The Milky Way is located next door to my shul, The Community Shul (otherwise known as Aish HaTorah Los Angeles), so I saw Mrs. Adler on occasion exiting from the black Lincoln Town Car that ferried her to work each day. Out-of-towners were eager to dine there, and truthfully, most people went there as much for a chance to have a quick schmooze with Leah Adler as they were to sample her famous cheese blintzes and her Friday special, a fish chowder that she made herself. Her personal charm made every visit an occasion to remember.
As a child, Leah Frances Posner studied piano, studying at the Music Conservatory and becoming a concert-level pianist. She graduated from the University of Cincinnati with a degree in home economics. In February 1945, she married electrical engineer Arnold Meyer Spielberg, and they had four children — Steven, Anne, Sue and Nancy. The Spielberg family lived for a time in Cincinnati, and then spent seven years in Haddonfield, New Jersey. After the family moved to Phoenix in 1957, Leah began performing piano solos, and playing with chamber music groups. She was also an accomplished painter, opening The Village Shop in Scottsdale, Arizona, where she showcased works of local artists. She became known around town as "the lady with the Peter Pan haircut" who drove a Jeep.
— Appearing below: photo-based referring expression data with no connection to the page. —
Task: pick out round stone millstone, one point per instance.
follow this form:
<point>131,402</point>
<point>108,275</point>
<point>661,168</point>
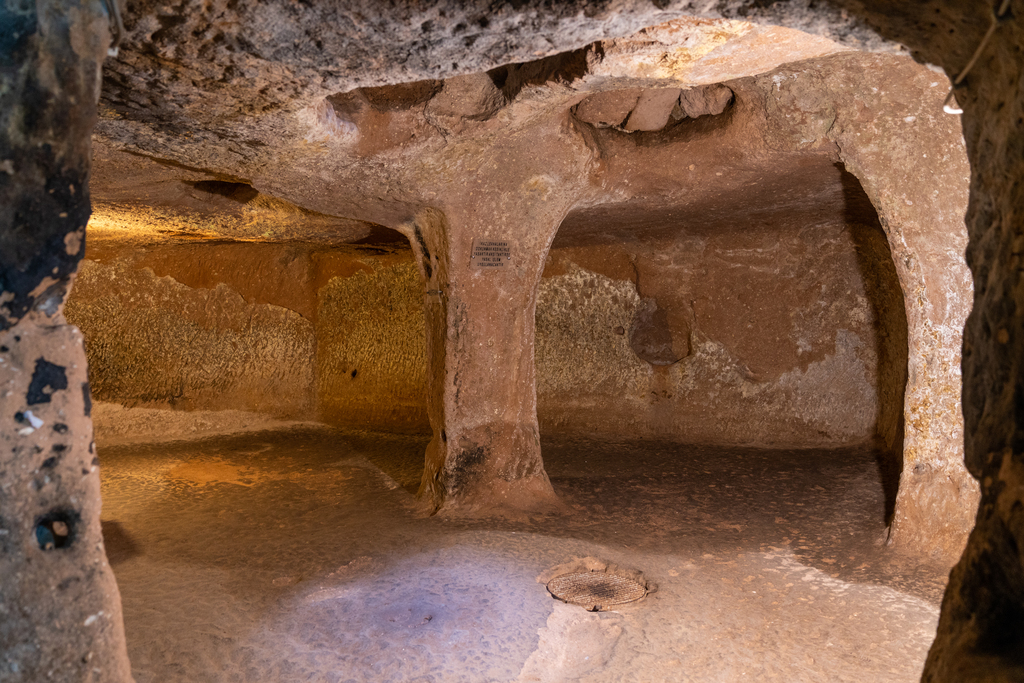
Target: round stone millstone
<point>596,591</point>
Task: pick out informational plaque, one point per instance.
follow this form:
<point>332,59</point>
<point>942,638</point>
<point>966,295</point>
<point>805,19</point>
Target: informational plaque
<point>492,253</point>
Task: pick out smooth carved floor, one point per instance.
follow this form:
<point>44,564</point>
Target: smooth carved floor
<point>300,555</point>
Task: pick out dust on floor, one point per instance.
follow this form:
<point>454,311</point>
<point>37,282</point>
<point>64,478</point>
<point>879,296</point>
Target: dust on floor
<point>300,554</point>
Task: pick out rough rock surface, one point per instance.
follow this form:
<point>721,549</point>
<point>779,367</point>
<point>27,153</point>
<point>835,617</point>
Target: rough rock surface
<point>157,103</point>
<point>59,606</point>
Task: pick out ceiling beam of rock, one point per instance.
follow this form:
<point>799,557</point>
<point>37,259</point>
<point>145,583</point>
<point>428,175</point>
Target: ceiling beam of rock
<point>690,124</point>
<point>354,154</point>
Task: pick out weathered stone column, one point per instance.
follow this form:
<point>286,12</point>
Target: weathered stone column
<point>59,607</point>
<point>911,162</point>
<point>509,199</point>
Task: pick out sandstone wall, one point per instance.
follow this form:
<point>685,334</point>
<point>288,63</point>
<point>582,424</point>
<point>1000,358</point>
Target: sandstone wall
<point>769,337</point>
<point>753,337</point>
<point>290,331</point>
<point>370,347</point>
<point>198,328</point>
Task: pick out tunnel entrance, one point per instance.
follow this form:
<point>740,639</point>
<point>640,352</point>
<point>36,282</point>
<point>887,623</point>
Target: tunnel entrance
<point>768,314</point>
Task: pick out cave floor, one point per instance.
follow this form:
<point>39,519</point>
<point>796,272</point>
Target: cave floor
<point>300,554</point>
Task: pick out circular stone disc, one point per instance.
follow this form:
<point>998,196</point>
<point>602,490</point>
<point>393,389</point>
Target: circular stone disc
<point>595,590</point>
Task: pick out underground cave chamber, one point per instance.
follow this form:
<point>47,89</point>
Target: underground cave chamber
<point>733,380</point>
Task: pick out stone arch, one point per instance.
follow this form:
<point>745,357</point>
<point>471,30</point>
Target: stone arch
<point>918,182</point>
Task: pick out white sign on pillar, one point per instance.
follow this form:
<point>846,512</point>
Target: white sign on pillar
<point>491,254</point>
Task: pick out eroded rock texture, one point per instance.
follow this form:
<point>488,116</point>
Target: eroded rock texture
<point>256,105</point>
<point>59,607</point>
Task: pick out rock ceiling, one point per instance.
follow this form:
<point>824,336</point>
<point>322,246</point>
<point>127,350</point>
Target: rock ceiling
<point>205,135</point>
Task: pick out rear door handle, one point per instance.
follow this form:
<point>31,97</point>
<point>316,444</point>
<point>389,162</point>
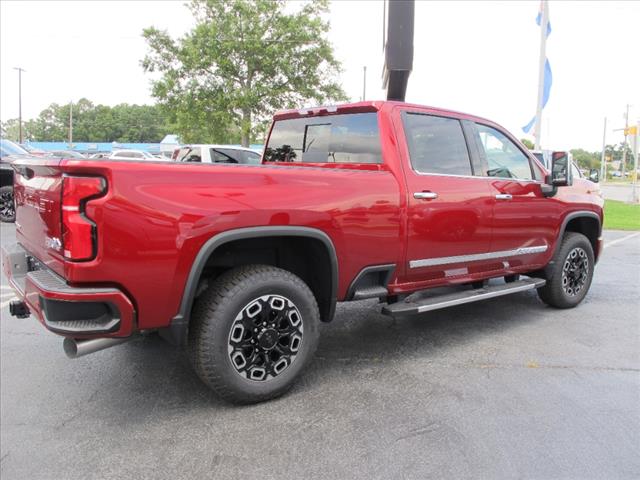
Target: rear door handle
<point>425,195</point>
<point>503,196</point>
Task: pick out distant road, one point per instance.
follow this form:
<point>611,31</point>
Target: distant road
<point>617,192</point>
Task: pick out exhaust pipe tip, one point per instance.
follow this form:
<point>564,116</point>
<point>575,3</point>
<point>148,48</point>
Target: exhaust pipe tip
<point>70,347</point>
<point>19,309</point>
<point>79,348</point>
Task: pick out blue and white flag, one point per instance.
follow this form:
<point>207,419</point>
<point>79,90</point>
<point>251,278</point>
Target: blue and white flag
<point>548,78</point>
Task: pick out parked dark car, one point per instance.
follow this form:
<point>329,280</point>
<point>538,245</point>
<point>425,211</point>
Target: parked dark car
<point>8,151</point>
<point>67,154</point>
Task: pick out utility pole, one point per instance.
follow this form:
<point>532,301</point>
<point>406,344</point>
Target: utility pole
<point>544,23</point>
<point>20,70</point>
<point>70,124</point>
<point>603,157</point>
<point>364,84</point>
<point>624,145</point>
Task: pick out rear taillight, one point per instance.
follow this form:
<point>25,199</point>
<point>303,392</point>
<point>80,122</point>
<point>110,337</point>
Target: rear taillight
<point>78,231</point>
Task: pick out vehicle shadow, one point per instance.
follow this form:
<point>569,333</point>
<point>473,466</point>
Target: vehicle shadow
<point>360,337</point>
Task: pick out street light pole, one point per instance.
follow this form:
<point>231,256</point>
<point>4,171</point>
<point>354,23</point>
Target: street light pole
<point>603,157</point>
<point>70,125</point>
<point>364,83</point>
<point>624,146</point>
<point>634,191</point>
<point>20,70</point>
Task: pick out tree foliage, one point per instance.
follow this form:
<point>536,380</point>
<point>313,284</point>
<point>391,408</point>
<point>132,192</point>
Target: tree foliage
<point>242,60</point>
<point>94,123</point>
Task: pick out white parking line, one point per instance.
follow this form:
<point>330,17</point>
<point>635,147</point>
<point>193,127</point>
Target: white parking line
<point>6,302</point>
<point>609,244</point>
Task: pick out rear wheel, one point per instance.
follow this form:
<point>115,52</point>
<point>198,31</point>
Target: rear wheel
<point>572,274</point>
<point>7,205</point>
<point>253,332</point>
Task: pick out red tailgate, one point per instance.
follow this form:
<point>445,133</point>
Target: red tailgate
<point>38,196</point>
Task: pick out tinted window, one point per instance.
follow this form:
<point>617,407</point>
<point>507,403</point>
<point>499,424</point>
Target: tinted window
<point>436,145</point>
<point>350,138</point>
<point>252,157</point>
<point>9,148</point>
<point>504,158</point>
<point>221,156</point>
<point>575,171</point>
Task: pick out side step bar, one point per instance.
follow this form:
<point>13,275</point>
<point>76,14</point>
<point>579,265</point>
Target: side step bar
<point>400,309</point>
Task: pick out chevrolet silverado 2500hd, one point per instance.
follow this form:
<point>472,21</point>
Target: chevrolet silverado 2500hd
<point>240,263</point>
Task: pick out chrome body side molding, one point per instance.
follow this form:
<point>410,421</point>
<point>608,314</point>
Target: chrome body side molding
<point>430,262</point>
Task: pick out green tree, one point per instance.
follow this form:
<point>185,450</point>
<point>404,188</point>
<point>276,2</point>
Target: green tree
<point>585,159</point>
<point>242,60</point>
<point>11,129</point>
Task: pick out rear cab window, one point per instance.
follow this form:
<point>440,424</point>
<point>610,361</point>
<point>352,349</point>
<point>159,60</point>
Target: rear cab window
<point>436,144</point>
<point>351,138</point>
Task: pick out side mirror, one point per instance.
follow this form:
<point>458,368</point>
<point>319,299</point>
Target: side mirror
<point>561,169</point>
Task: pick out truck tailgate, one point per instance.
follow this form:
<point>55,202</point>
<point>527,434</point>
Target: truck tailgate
<point>38,197</point>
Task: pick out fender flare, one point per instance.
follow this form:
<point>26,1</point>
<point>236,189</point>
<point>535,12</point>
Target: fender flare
<point>179,323</point>
<point>563,228</point>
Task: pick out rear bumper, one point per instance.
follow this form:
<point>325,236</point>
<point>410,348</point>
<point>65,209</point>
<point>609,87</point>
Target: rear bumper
<point>69,311</point>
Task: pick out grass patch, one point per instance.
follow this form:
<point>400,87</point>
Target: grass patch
<point>621,216</point>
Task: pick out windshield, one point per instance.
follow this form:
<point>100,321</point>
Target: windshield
<point>7,147</point>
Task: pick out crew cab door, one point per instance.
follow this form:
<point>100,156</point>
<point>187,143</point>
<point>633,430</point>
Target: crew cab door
<point>449,209</point>
<point>524,220</point>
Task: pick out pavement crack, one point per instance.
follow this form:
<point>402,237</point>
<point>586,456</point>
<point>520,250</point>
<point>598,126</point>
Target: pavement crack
<point>419,431</point>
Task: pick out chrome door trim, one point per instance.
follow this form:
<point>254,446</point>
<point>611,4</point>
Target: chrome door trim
<point>430,262</point>
<point>425,195</point>
<point>504,196</point>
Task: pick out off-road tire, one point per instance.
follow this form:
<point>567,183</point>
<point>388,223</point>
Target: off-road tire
<point>7,214</point>
<point>554,293</point>
<point>215,313</point>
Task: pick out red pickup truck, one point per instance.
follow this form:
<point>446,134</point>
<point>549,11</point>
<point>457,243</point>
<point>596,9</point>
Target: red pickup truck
<point>240,263</point>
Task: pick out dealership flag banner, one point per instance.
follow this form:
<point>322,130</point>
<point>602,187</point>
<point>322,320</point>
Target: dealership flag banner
<point>546,87</point>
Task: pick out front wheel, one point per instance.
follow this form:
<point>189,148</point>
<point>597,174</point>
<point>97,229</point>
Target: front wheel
<point>253,332</point>
<point>572,273</point>
<point>7,205</point>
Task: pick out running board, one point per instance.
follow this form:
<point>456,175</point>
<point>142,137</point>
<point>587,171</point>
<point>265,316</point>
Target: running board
<point>400,309</point>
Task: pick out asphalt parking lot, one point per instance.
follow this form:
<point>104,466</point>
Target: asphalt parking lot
<point>508,388</point>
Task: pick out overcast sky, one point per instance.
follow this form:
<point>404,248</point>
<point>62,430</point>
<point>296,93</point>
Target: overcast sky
<point>475,57</point>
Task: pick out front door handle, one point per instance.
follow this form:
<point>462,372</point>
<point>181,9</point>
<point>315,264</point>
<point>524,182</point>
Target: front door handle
<point>425,195</point>
<point>503,196</point>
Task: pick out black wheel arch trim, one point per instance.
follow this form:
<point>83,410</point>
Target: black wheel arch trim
<point>176,332</point>
<point>563,228</point>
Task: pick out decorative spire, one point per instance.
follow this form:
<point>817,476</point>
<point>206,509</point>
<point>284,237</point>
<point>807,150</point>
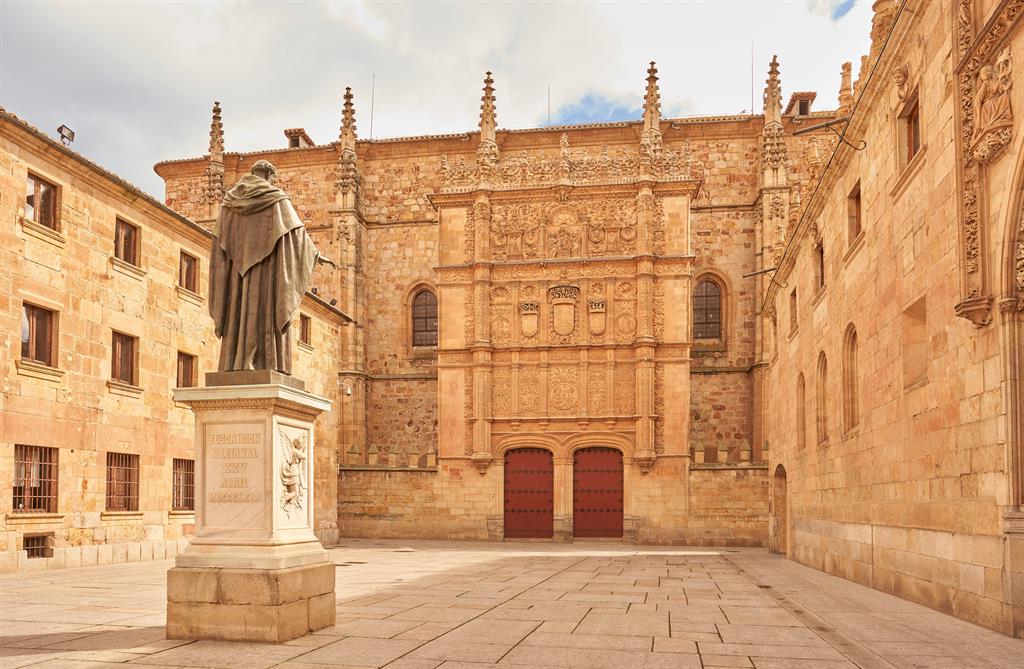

In 1964, the family moved to Los Gatos, California, but the Spielbergs divorced a few years later, after which Leah returned to Scottsdale, where she married Bernie Adler in 1967. Leah and Bernie remained in Arizona for several years, eventually moving to Los Angeles, where they opened The Milky Way.
Adler died at her home in Los Angeles surrounded by her family, according to a spokesperson for Spielberg's production company, Amblin Partners. In addition to Spielberg and his wife Kate Capshaw, survivors also include her daughters Anne (and husband Dan), Sue (Jerry) and Nancy (Shimon), 11 grandchildren and five great-grandchildren. (One of her granddaughters lives in Israel.) Anne is a writer, Sue a business owner and Nancy a producer.
Leah was known for her sharp wit. "I told Steve, if I'd known how famous he was going to be, I'd have had my uterus bronzed," she said in a 1994 Los Angeles Times story.
A statement from Amblin said that "while known for her red lipstick and Peter Pan collars, for her love of daisies, for her blue jeans and sparkly bling, for her dancing from table to table around the Milky Way, and for her love of camping, fishing and crossword puzzles, Leah is best remembered for her deep, limitless love for the people around her."
Her first husband, Steven's father, turned 100 this month. Her second husband died in 1995 at age 75.